US 4496200 A
A desk top keyboard display terminal includes a keyboard which may be latched to the front of the terminal or articulated over the edge of a desk to a level convenient for a typist.
1. A desk top keyboard display terminal comprising:
a pedestal forming an enclosure and having at least top, bottom and front surfaces;
a housing for containing a CRT display, the housing mounted on top of the pedestal;
a keyboard mounted on the front surface of the pedestal; and
means for latching the keyboard to the pedestal, the means includes two substantially parallel members, each member having one end pivotably connected to the keyboard and the other end to the pedestal, each end connected to the keyboard having a slot;
a pair of movable spring loaded latches, each having a portion located above the top of the pedestal and each having a portion terminating in a tab projecting into the pedestal, wherein the tabs are arranged to engage the slots when the keyboard is moved up against the front of the pedestal, preventing further movement of the two pivotably connected members, thereby latching the keyboard to the front of the pedestal.

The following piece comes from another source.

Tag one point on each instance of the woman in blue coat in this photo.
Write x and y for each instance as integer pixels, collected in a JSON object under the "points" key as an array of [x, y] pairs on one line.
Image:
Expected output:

2. The keyboard display terminal in accordance with claim 1 wherein the terminal includes a copy holder having a substantially triangular shape extending the length of the keyboard and having each end attached to a different one of the members.
3. A desk top keyboard display terminal comprising:
a pedestal forming an enclosure and having at least top, bottom and front surfaces;
a housing for containing a CRT display, the housing mounted in top of the pedestal;
a keyboard mounted on the front surface of the pedestal;
means for latching the keyboard to the pedestal;
means for articulating the keyboard away from the pedestal to a predetermined level below the pedestal, the means includes two substantially parallel links, each having one end firmly attached to the keyboard and each having a roller rotatably mounted on the other end;
a pair of inclined planes of a predetermined angle located within the pedestal, each plane associated with a respective link and each having a pair of guides arranged to accommodate the roller mounted on the link and to restrict the movement of the roller to movement along the inclined plane; and
a pair of springs, each having one end attached to the pedestal and the other end attached to the end of a different one of the links with the roller mounted on it, the springs exerting a minimum force on the links when the keyboard is latched to the front of the pedestal and exerting a maximum force when the keyboard is in its articulated position.
This invention relates to desk top keyboard CRT (cathode ray tube) display terminals and more particularly to the keyboard mounting arrangement utilized in such terminals.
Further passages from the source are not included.